By Ewan Jones BBC News, New York |

A place of spiralling crime and sky-high drug abuse rates; an artistic hub unrivalled in scale and diversity; a prime spot for real estate development - if any one area embodies the various faces of American life, it is the East Village in downtown Manhattan. Over the decades, the Village has played home to a whole generation of American artists, from Bob Dylan, to Allen Ginsberg, to The Ramones.
 Lou Reed is one of many musicians to back East Village life |
But the communal culture of the East Village is under threat.
Soaring real estate prices, and former mayor Rudolph Giuliani's "zero tolerance" crackdowns on nightlife venues, have transformed the area in recent years.
As young artists are driven increasingly further afield, to areas such as Brooklyn and Hoboken, many are wondering whether the East Village has lost its countercultural edge.
The Howl Festival, which ran from 21-28 August, aimed to answer this question in the negative.
Now in its third year, the event - named after a poem by Beat Generation poet Ginsberg - attempts to celebrate Village life in all its forms, and highlight the factors threatening its existence.
Liberal refuge
Phil Hartman, founder and Executive Director of Howl, is adamant about the importance of the East Village.

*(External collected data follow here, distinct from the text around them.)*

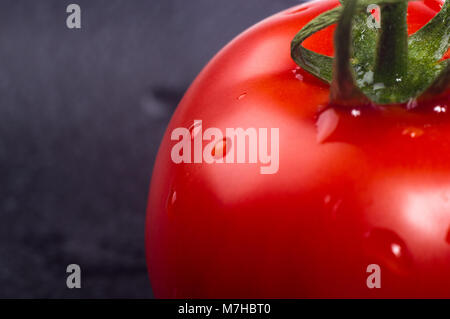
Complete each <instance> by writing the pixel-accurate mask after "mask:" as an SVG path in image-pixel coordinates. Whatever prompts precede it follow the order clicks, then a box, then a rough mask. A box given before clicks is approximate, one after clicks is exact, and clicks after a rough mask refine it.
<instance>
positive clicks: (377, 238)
mask: <svg viewBox="0 0 450 319" xmlns="http://www.w3.org/2000/svg"><path fill="white" fill-rule="evenodd" d="M364 250H365V254H366V256H367V257H368V259H369V262H373V263H376V264H380V266H381V265H382V266H384V267H386V268H387V269H388V270H390V271H392V272H394V273H397V274H403V275H405V274H407V273H408V272H409V271H410V270H411V268H412V266H413V258H412V255H411V253H410V252H409V250H408V248H407V246H406V244H405V242H404V241H403V240H402V239H401V238H400V237H399V236H398V235H397V234H396V233H394V232H393V231H390V230H388V229H384V228H374V229H372V230H371V231H370V232H368V233H367V234H365V239H364Z"/></svg>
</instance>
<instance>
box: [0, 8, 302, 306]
mask: <svg viewBox="0 0 450 319" xmlns="http://www.w3.org/2000/svg"><path fill="white" fill-rule="evenodd" d="M70 3H77V4H79V5H80V6H81V9H82V29H81V30H69V29H68V28H67V27H66V22H65V21H66V17H67V15H68V14H66V7H67V5H68V4H70ZM298 3H300V1H299V0H245V1H243V0H222V1H219V0H189V1H186V0H108V1H106V0H84V1H62V0H39V1H29V0H10V1H6V0H0V44H1V45H0V214H1V215H0V216H1V217H0V218H1V219H0V297H8V298H11V297H12V298H16V297H21V298H22V297H26V298H29V297H33V298H55V297H64V298H66V297H84V298H105V297H125V298H133V297H141V298H147V297H152V292H151V288H150V283H149V279H148V276H147V269H146V264H145V249H144V228H145V223H144V221H145V210H146V201H147V192H148V187H149V182H150V177H151V170H152V167H153V162H154V159H155V156H156V152H157V148H158V146H159V142H160V139H161V138H162V135H163V133H164V130H165V127H166V125H167V123H168V121H169V119H170V116H171V114H172V112H173V110H174V109H175V107H176V105H177V103H178V101H179V100H180V98H181V97H182V95H183V93H184V91H185V90H186V89H187V87H188V86H189V84H190V82H191V81H192V80H193V79H194V78H195V76H196V75H197V74H198V73H199V72H200V70H201V68H202V67H203V66H204V65H205V64H206V62H207V61H208V60H209V59H210V58H211V57H212V56H213V55H214V54H215V53H216V52H217V51H218V50H220V48H221V47H223V46H224V45H225V44H226V43H227V42H228V41H230V40H231V39H232V38H233V37H234V36H236V35H237V34H239V33H240V32H242V31H243V30H245V29H246V28H247V27H249V26H251V25H252V24H254V23H256V22H258V21H259V20H261V19H263V18H265V17H267V16H269V15H271V14H273V13H276V12H278V11H280V10H283V9H286V8H288V7H290V6H293V5H296V4H298ZM71 263H76V264H79V265H80V266H81V269H82V288H81V289H73V290H69V289H68V288H67V287H66V276H67V274H66V272H65V271H66V267H67V265H68V264H71Z"/></svg>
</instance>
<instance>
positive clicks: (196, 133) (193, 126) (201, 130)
mask: <svg viewBox="0 0 450 319" xmlns="http://www.w3.org/2000/svg"><path fill="white" fill-rule="evenodd" d="M201 131H202V122H201V121H194V124H192V125H191V126H189V133H190V134H191V139H192V140H193V139H194V138H195V137H196V136H197V135H198V134H201Z"/></svg>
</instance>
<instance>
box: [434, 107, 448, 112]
mask: <svg viewBox="0 0 450 319" xmlns="http://www.w3.org/2000/svg"><path fill="white" fill-rule="evenodd" d="M433 111H435V112H436V113H445V112H447V107H446V106H441V105H436V106H435V107H434V108H433Z"/></svg>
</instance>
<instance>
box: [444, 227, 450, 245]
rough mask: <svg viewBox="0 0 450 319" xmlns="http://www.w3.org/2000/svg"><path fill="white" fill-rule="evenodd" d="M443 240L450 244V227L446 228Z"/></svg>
mask: <svg viewBox="0 0 450 319" xmlns="http://www.w3.org/2000/svg"><path fill="white" fill-rule="evenodd" d="M445 241H446V242H447V244H450V227H449V228H448V231H447V236H445Z"/></svg>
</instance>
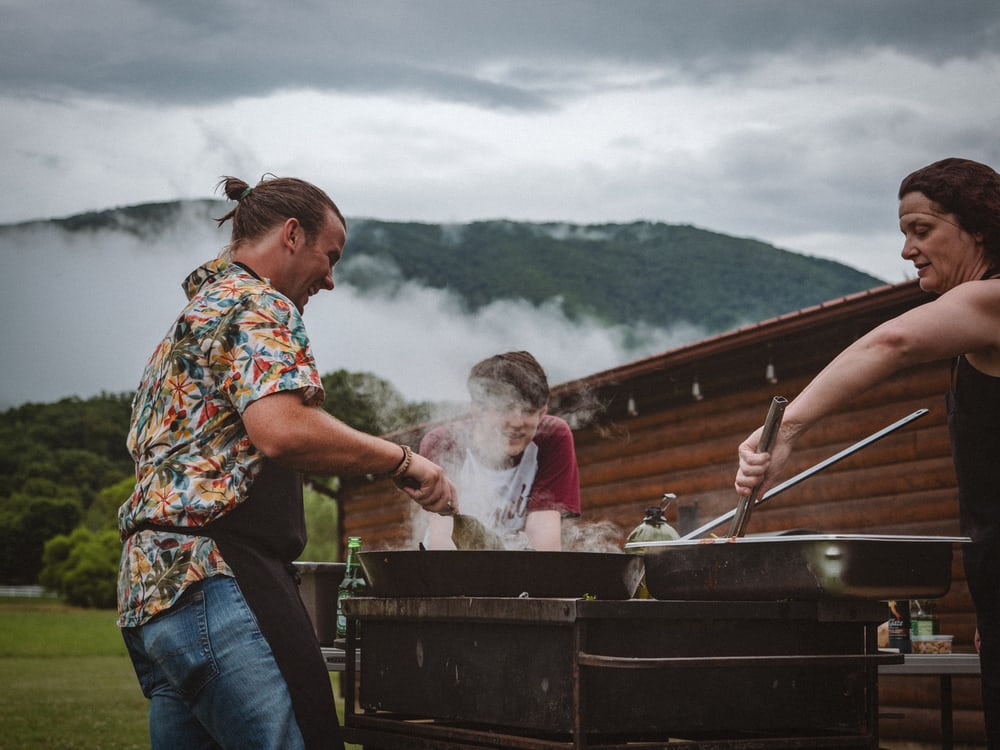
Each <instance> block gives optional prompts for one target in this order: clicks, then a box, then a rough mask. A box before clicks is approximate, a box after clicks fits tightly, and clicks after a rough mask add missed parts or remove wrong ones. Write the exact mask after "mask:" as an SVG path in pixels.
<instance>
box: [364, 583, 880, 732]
mask: <svg viewBox="0 0 1000 750" xmlns="http://www.w3.org/2000/svg"><path fill="white" fill-rule="evenodd" d="M346 606H347V607H348V611H349V613H350V614H351V616H352V617H358V618H360V620H361V623H362V625H361V629H362V632H363V634H364V635H363V638H362V641H363V645H362V647H361V660H362V670H361V690H360V695H359V698H360V704H361V706H362V707H363V708H364V709H365V714H364V715H362V716H358V717H354V716H348V717H347V719H346V720H345V726H347V727H352V726H362V727H364V726H369V723H366V722H377V721H378V720H379V717H382V720H383V721H386V722H391V721H392V720H393V717H394V716H400V717H411V718H413V717H420V719H421V721H420V722H418V723H419V724H420V727H421V728H423V729H424V730H427V731H431V730H432V726H431V724H428V723H427V722H426V721H425V720H431V721H442V722H445V724H443V725H438V726H439V731H441V732H442V733H443V734H442V736H447V732H448V729H447V727H449V726H454V724H453V722H463V726H480V727H486V728H493V727H506V728H509V729H510V730H511V731H515V732H525V733H529V734H530V733H532V732H541V733H546V735H547V736H548V734H549V733H554V734H555V735H556V736H562V737H568V736H571V735H572V734H574V733H576V732H578V731H580V732H583V733H587V734H588V737H589V738H590V739H593V740H595V744H594V746H595V747H596V746H598V744H597V742H596V740H597V739H598V738H599V737H600V736H602V735H607V736H611V735H613V736H620V737H629V738H634V739H640V738H642V737H650V736H655V737H659V736H670V737H673V738H677V737H681V738H691V737H717V738H721V737H748V736H749V737H760V736H767V737H769V736H774V735H772V734H761V733H762V732H769V733H770V732H776V733H780V734H782V736H810V737H815V736H838V737H841V739H843V738H845V737H850V736H853V737H855V738H857V739H858V744H857V745H856V746H862V744H863V743H864V741H865V739H864V738H866V737H867V736H868V732H869V730H870V728H871V727H870V725H869V723H868V722H869V720H870V719H871V717H872V716H874V713H875V711H876V710H877V691H875V690H873V689H872V686H873V684H874V683H873V680H874V676H875V670H876V669H877V663H878V662H879V660H880V659H883V658H887V657H884V656H883V655H880V654H878V653H877V649H876V648H875V634H874V629H875V627H876V625H877V623H878V622H880V621H881V620H882V619H883V618H884V616H885V605H884V604H883V603H880V602H868V601H856V602H843V601H842V602H795V601H784V602H666V601H654V600H638V599H632V600H628V601H588V600H581V599H503V598H481V599H480V598H461V597H455V598H436V599H395V598H375V597H366V598H361V599H352V600H349V601H348V602H347V604H346ZM889 658H894V659H899V657H898V656H893V657H889ZM465 723H470V724H465ZM382 726H387V724H384V725H382ZM396 727H397V729H398V730H399V731H400V732H402V733H404V734H405V733H406V731H407V728H406V727H407V724H406V722H405V720H404V721H402V722H396ZM442 727H443V728H442ZM428 728H431V729H428ZM488 731H489V733H490V736H495V735H493V734H492V733H493V732H494V731H495V730H494V729H489V730H488ZM427 746H431V745H427ZM497 746H500V745H497ZM524 746H525V747H527V745H524ZM587 746H590V745H587ZM796 746H800V745H796ZM811 746H818V745H811ZM838 746H839V745H838ZM845 746H846V745H845ZM852 746H853V745H852ZM865 746H866V747H867V746H868V745H865Z"/></svg>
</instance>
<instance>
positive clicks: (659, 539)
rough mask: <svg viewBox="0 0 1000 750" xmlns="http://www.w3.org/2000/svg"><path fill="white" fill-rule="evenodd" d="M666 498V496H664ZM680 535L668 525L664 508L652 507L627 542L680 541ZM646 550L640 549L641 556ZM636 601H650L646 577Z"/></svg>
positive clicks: (640, 581)
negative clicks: (646, 580)
mask: <svg viewBox="0 0 1000 750" xmlns="http://www.w3.org/2000/svg"><path fill="white" fill-rule="evenodd" d="M664 497H666V496H664ZM679 538H680V534H678V533H677V529H675V528H674V527H673V526H671V525H670V524H669V523H667V519H666V516H664V515H663V508H659V507H656V506H654V507H651V508H646V517H645V518H643V519H642V523H640V524H639V525H638V526H636V527H635V528H634V529H632V533H631V534H629V535H628V538H627V539H626V540H625V543H626V544H629V543H633V542H672V541H674V540H675V539H679ZM645 551H646V550H645V549H643V548H641V547H640V548H638V552H639V554H640V555H641V554H643V553H644V552H645ZM635 598H636V599H649V598H651V597H650V595H649V589H648V588H647V587H646V577H645V576H643V577H642V580H640V581H639V587H638V589H637V590H636V593H635Z"/></svg>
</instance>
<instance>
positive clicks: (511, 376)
mask: <svg viewBox="0 0 1000 750" xmlns="http://www.w3.org/2000/svg"><path fill="white" fill-rule="evenodd" d="M468 388H469V396H470V397H471V406H470V413H469V416H468V417H467V418H465V419H461V420H459V421H456V422H451V423H448V424H444V425H441V426H439V427H437V428H435V429H433V430H432V431H431V432H429V433H428V434H427V435H426V436H425V437H424V439H423V440H422V441H421V443H420V454H421V455H422V456H425V457H426V458H428V459H430V460H431V461H433V462H435V463H437V464H439V465H440V466H441V467H442V468H444V470H445V473H446V474H447V476H448V477H449V478H450V479H451V480H452V482H454V483H455V486H456V488H457V498H458V499H457V503H456V506H457V507H456V508H455V510H456V512H458V513H462V514H464V515H468V516H473V517H475V518H476V519H478V520H479V521H480V522H482V523H483V525H484V526H485V527H486V528H487V529H489V530H491V531H493V532H495V533H497V534H499V535H500V536H501V538H502V539H503V540H504V544H505V546H506V547H507V548H509V549H517V548H522V549H523V548H528V549H535V550H559V549H561V548H562V541H561V529H562V519H563V518H566V517H575V516H579V515H580V477H579V472H578V469H577V464H576V453H575V451H574V447H573V432H572V430H570V427H569V425H568V424H566V422H565V421H564V420H562V419H560V418H559V417H555V416H552V415H551V414H548V413H547V409H548V401H549V384H548V380H547V378H546V376H545V371H544V370H543V369H542V367H541V365H539V364H538V362H537V361H536V360H535V358H534V357H533V356H531V354H529V353H528V352H507V353H505V354H497V355H495V356H492V357H489V358H487V359H485V360H483V361H482V362H480V363H478V364H477V365H475V366H474V367H473V368H472V370H471V371H470V373H469V379H468ZM453 522H454V521H453V519H452V518H451V517H449V516H437V515H432V516H431V517H430V520H429V526H428V529H427V534H426V536H425V544H426V545H427V546H428V547H429V548H431V549H454V548H455V543H454V542H453V540H452V538H451V535H452V529H453Z"/></svg>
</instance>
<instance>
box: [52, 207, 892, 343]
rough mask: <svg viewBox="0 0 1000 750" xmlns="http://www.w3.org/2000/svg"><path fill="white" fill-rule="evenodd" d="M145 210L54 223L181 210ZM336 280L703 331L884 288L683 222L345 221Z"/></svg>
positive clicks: (109, 214) (84, 222) (148, 208)
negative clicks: (686, 224)
mask: <svg viewBox="0 0 1000 750" xmlns="http://www.w3.org/2000/svg"><path fill="white" fill-rule="evenodd" d="M185 204H186V207H187V208H189V209H191V208H193V209H195V210H196V211H197V212H198V213H201V214H203V215H204V216H205V218H206V220H207V219H210V218H211V217H215V216H221V215H222V214H223V213H225V211H226V210H228V208H227V204H226V203H224V202H222V201H214V200H202V201H186V202H171V203H150V204H143V205H137V206H130V207H124V208H117V209H111V210H108V211H101V212H93V213H86V214H80V215H77V216H73V217H69V218H65V219H54V220H52V222H51V223H52V224H55V225H59V226H61V227H62V228H63V229H64V230H66V231H69V232H85V231H93V230H118V231H124V232H129V233H132V234H135V235H138V236H147V235H151V234H156V233H159V232H162V231H163V229H164V227H167V226H169V225H171V224H172V223H173V222H174V221H176V219H177V217H178V216H179V214H180V213H181V211H182V209H183V208H184V207H185ZM348 224H349V227H348V244H347V249H346V253H345V258H344V261H343V263H342V265H341V266H339V267H338V276H339V279H340V280H342V281H346V282H348V283H350V284H352V285H354V286H358V287H360V288H368V289H370V288H373V287H382V286H385V285H387V284H388V285H391V284H395V283H399V282H400V281H404V280H405V281H416V282H418V283H421V284H423V285H426V286H429V287H433V288H438V289H447V290H449V291H451V292H452V293H454V294H455V295H457V296H458V297H459V298H460V299H461V300H462V301H463V302H464V304H465V306H466V308H467V310H469V311H475V310H478V309H480V308H481V307H483V306H485V305H487V304H489V303H490V302H493V301H495V300H501V299H524V300H527V301H528V302H530V303H532V304H534V305H538V304H541V303H543V302H546V301H549V300H552V299H558V300H560V301H561V305H562V308H563V310H564V311H565V312H566V314H567V315H568V316H570V317H571V318H579V317H581V316H591V317H594V318H596V319H597V320H600V321H604V322H607V323H611V324H618V323H623V324H628V323H637V322H646V323H649V324H651V325H654V326H660V327H667V326H670V325H673V324H676V323H679V322H688V323H691V324H693V325H695V326H698V328H699V329H701V330H704V331H707V332H709V333H717V332H721V331H724V330H729V329H732V328H734V327H737V326H739V325H744V324H746V323H752V322H756V321H759V320H764V319H767V318H771V317H774V316H776V315H782V314H784V313H788V312H792V311H795V310H799V309H802V308H804V307H809V306H811V305H815V304H818V303H821V302H826V301H828V300H831V299H836V298H838V297H842V296H844V295H847V294H851V293H854V292H858V291H862V290H864V289H870V288H872V287H875V286H880V285H882V284H883V283H885V282H883V281H881V280H880V279H877V278H875V277H873V276H870V275H869V274H866V273H863V272H861V271H858V270H856V269H853V268H850V267H849V266H845V265H843V264H840V263H836V262H833V261H829V260H823V259H819V258H813V257H809V256H805V255H801V254H797V253H794V252H789V251H786V250H781V249H778V248H776V247H774V246H772V245H769V244H767V243H764V242H759V241H757V240H752V239H745V238H739V237H731V236H728V235H724V234H719V233H717V232H711V231H708V230H704V229H698V228H696V227H693V226H689V225H677V224H662V223H650V222H635V223H631V224H591V225H574V224H556V223H544V224H541V223H524V222H513V221H479V222H473V223H470V224H445V225H440V224H422V223H413V222H391V221H379V220H373V219H348Z"/></svg>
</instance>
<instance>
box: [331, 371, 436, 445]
mask: <svg viewBox="0 0 1000 750" xmlns="http://www.w3.org/2000/svg"><path fill="white" fill-rule="evenodd" d="M322 380H323V389H324V390H325V391H326V399H325V400H324V402H323V408H324V409H326V411H328V412H330V414H332V415H333V416H335V417H336V418H337V419H339V420H341V421H342V422H345V423H347V424H349V425H350V426H351V427H354V428H355V429H358V430H361V431H362V432H367V433H370V434H372V435H382V434H385V433H387V432H393V431H395V430H399V429H402V428H404V427H410V426H411V425H414V424H418V423H420V422H424V421H427V419H429V418H430V415H431V409H432V406H431V404H430V403H429V402H426V401H423V402H408V401H406V399H404V398H403V396H402V395H401V394H400V393H399V391H398V390H396V388H395V387H394V386H393V385H392V384H391V383H389V381H387V380H383V379H382V378H380V377H378V376H377V375H373V374H372V373H370V372H348V371H347V370H336V371H335V372H332V373H328V374H326V375H324V376H323V378H322Z"/></svg>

"We always joke that the East Village should secede from the rest of America. But seriously, this community has offered artists and young people of all varieties a liberal refuge from the narrow-minded, parochial attitudes elsewhere in the country," he says.
Hartman himself recalls moving to the Village as a young graduate: "I worked at first in a music store, and soon enough found myself hanging out with people like Patti Smith and Tom Verlaine [singer from 70s punk-band Television]."
Hartman's memories and contacts gave him the idea of putting on a yearly arts festival. Howl's schedule spans everything from the stars to the gutter.
 | With this rush of development that's going on, it's just squeezing everybody out of the city |
East Village legends such as Debbie Harry and Lou Reed play alongside a spectrum of performers ranging from the ferociously talented to the downright weird.
"Howl has certainly proved that the East Village sense of community has survived intact," Hartman says.
The numbers certainly bear him out - an estimated 15,000 people packed into Tomkins Square Park, the scene of anti-police riots in the 1990s, to attend Wigstock, a flamboyant pastiche of the notorious Woodstock gatherings.
A demonstration of the strength of community that exists within the East Village, can be seen in the affection obviously felt towards the area, by artists who have long since moved on to worldly success.
Desirable location
Debbie Harry moved to the East Village as a young, aspiring artist.
Last week, she returned, to play an intimate venue near Tomkins Park, with her band The Jazz Passengers.
"I first came here when I got my first job in New York City," she says.
"Really, you wouldn't recognise how much the East Village has changed. Back then, it was a good cheap place to live.
"...With this rush of development that's going on, it's just squeezing everybody out of the city."
Phil Hartman is realistic about the central problem facing the East Village - the irresistible move to development, and gentrification.
"We're digging in there," he says. "Perhaps it's a battle that we can't win. This is now one of the most desirable locations in Manhattan".
The iconic punk club CBGBs, which launched the careers of bands such as Talking Heads and Television, is a case in point.
 Founded in 1973, CBGB's has become an NY institution |
With its lease due to expire, the massive hike in rental prices means the venue faces eviction. A campaign to save CBGBs has been launched, and is prominent throughout the village.
For somewhere with the heritage and recognition-factor of CBGBs, campaigns can certainly be mounted. But the pressing issue is how the budding artists or small businesses of today could even consider moving into the area.
"What we can do is try to encourage the idea that the East Village is as much a place as a state of mind", notes Hartman. "So hopefully the community can be understood by anyone with the right attitude, be they from Hoboken or Tokyo."
Lou Reed rounded the festival off with a reading from Alan Ginsberg, and his own poetry. At Mo Pitkins, a small night venue owned by Hartman, Reed was far removed from his standard image as reserved and cold.
Grinning throughout his delivery of "Howl", the quintessential East Village poem in its celebration and despair at inner city New York Life, he pauses after a number of lines in acknowledgement. "This stuff is just incredible!"
Reed is plain on the significance of Ginsberg and East Village life in his own development as an artist.
"Think how boring life must have been before this poem," he remarks. "It's really very simple - without Ginsberg, there would have been no me."
How many artists were there among the small crowd who would be able to say the same of Ginsberg and Reed in a generation's time?